Kini muncul aneka pembiayaan keuangan berbasis teknologi (financial technology) atau teknologi finansial (tekfin) sebagai buah disrupsi inovasi (disruptive innovation). Disrupsi inovasi merupakan inovasi yang bisa mengganggu industri konvensional seperti industri perbankan selama ini. Bagaimana madu (manfaat) dan racun (potensi risiko) tekfin? Sudah siapkah industri tekfin untuk menepis racun ke depan?

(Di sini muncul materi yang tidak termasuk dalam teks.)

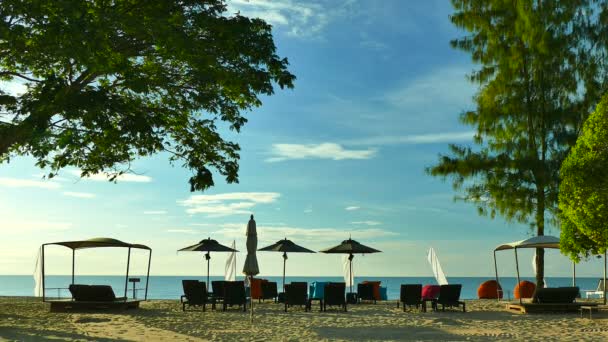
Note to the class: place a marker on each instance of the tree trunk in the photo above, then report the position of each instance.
(540, 230)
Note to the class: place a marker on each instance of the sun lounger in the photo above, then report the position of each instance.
(234, 294)
(195, 294)
(449, 295)
(92, 297)
(334, 295)
(269, 290)
(366, 292)
(295, 294)
(410, 295)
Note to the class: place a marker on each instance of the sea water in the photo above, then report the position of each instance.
(170, 287)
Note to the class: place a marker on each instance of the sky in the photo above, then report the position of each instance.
(377, 99)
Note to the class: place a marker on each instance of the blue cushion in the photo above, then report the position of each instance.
(317, 289)
(383, 293)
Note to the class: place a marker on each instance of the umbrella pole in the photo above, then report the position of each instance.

Dalam waktu dua tahun, tekfin sudah berhasil mengelola dana dari 12,05 miliar dollar AS (setara Rp 161 triliun dengan kurs Rp 13.375 per 1 dollar AS) pada 2015 menjadi 18,64 miliar dollar AS (Rp 249 triliun) tahun ini dengan berbagai layanan seperti pembayaran, pendanaan, dan pinjaman antarwarga. Menurut proyeksi, tekfin di Indonesia akan mencapai 22,70 miliar dollar AS (Rp 303 triliun) pada 2018, 27,24 miliar dollar AS (Rp 364 triliun) pada 2019, 31,98 miliar dollar AS (Rp 427 triliun) pada 2020, dan 36,61 miliar dollar AS (Rp 489 triliun) pada 2021 (Kompas, 20/2/2017).

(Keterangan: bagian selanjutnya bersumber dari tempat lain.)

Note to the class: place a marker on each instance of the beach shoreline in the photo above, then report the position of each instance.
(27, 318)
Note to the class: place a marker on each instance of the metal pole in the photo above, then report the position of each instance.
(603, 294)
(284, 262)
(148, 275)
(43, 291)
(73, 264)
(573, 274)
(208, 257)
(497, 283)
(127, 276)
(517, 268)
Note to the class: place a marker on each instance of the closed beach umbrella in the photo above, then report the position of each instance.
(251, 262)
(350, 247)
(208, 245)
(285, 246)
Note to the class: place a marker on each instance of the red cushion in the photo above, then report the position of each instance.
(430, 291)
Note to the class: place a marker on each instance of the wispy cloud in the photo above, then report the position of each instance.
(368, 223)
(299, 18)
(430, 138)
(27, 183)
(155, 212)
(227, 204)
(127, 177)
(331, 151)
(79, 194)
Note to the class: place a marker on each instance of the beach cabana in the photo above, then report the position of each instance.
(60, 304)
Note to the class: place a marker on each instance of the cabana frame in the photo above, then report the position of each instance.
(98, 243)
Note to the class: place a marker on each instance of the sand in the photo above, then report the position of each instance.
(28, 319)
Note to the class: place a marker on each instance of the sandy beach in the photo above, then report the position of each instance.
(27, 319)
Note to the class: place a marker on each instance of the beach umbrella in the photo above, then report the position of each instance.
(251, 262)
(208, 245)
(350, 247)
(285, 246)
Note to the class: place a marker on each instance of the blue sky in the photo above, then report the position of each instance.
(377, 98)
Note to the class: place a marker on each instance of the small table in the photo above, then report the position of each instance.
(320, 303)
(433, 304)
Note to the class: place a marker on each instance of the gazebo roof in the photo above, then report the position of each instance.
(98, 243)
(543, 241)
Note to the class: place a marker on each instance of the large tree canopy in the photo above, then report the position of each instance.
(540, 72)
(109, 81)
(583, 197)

Sungguh, hal itu merupakan potensi pembiayaan yang cukup besar untuk bisnis rintisan (start up business). Coba bandingkan dengan kredit perbankan yang mencapai Rp 2.904 triliun pada 2015 per Desember 2015, naik 7,58 persen menjadi Rp 4.200 triliun per Desember 2016.

Bisnis tekfin menawarkan model pinjaman, antara lain, peer to peer lending dan crowdfunding. Peer to peer lending adalah layanan keuangan digital untuk mempertemukan pihak yang membutuhkan pinjaman dan pihak yang memberikan pinjaman. Adapun crowdfunding adalah pembiayaan melalui mekanisme gotong royong atau patungan modal dana untuk investasi.

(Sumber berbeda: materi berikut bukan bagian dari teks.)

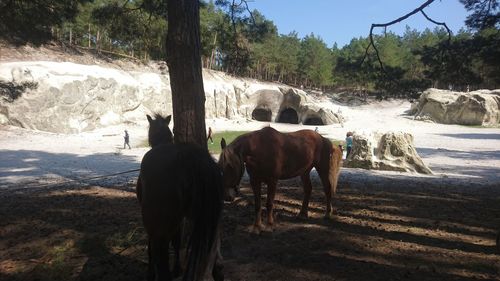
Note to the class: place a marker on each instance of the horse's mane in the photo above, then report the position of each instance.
(159, 132)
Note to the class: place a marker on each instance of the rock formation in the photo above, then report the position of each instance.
(66, 97)
(391, 151)
(474, 108)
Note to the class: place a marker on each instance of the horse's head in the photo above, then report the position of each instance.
(159, 132)
(232, 168)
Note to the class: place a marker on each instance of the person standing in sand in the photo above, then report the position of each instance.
(209, 136)
(348, 144)
(126, 138)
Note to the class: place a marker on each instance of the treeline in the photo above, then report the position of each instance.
(245, 43)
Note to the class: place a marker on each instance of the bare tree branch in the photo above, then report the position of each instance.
(438, 23)
(400, 19)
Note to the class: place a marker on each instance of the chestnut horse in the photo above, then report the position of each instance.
(177, 182)
(270, 156)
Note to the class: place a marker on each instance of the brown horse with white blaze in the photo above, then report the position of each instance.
(270, 156)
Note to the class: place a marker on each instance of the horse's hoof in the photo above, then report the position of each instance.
(268, 228)
(255, 229)
(302, 215)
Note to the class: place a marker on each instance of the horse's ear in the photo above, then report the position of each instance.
(223, 143)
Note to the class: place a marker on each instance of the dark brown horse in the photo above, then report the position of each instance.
(270, 155)
(177, 182)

Model pinjaman yang tanpa memerlukan jaminan (agunan) itu sungguh merupakan potensi tinggi bagi profil (calon) debitor katakanlah pelaku usaha mikro, kecil, dan menengah (UMKM) yang sebagian besar belum dapat mengakses industri perbankan (unbankable). Inilah madu utama tekfin.

Padahal, data Kementerian Koperasi dan Usaha Kecil Menengah (UKM) menunjukkan bahwa terdapat 57,89 juta unit UMKM pada 2013 yang terdiri dari 57,19 juta unit usaha mikro, 654,22 ribu unit usaha kecil, dan 52,11 juta unit usaha menengah. Usaha mikro merajai dalam memberikan kontribusi terhadap produk domestik bruto (PDB) yang mencapai 60,34 persen yang disusul usaha kecil 36,90 persen dan usaha menengah 13,72 persen.

Bukan hanya itu. UMKM mampu menyerap 100 juta tenaga kerja, tepatnya 114,14 juta orang, yang meliputi usaha mikro 104,62 juta orang, usaha kecil 5,57 juta orang, dan usaha menengah 3,95 juta orang. Selama ini, segmen UMKM telah membuktikan tahan banting terhadap krisis ekonomi yang melanda Indonesia pada 1997/1998. Salah satu faktor utamanya adalah lantaran segmen itu tidak memiliki keterpaparan dalam valuta asing (valas).

Aneka racun dan penawarnya

Untuk menepis potensi risiko, Bank Indonesia (BI) sudah menerbitkan Peraturan Bank Indonesia (PBI) Nomor 18/40/BI/2016 tanggal 8 November 2016 tentang Penyelenggaraan Pemrosesan Transaksi Pembayaran. Untuk itu, BI sudah membentuk BI Fintech Office dan Regulatory Sandbox. BI Fintech Office merupakan wadah untuk proses mendapatkan data, mitigasi risiko, dan evaluasi terhadap model bisnis serta layanan keuangan berbasis teknologi. Regulatory Sandbox adalah laboratorium atau lingkungan terbatas yang digunakan pelaku bisnis untuk menguji produk dan model bisnis inovatif.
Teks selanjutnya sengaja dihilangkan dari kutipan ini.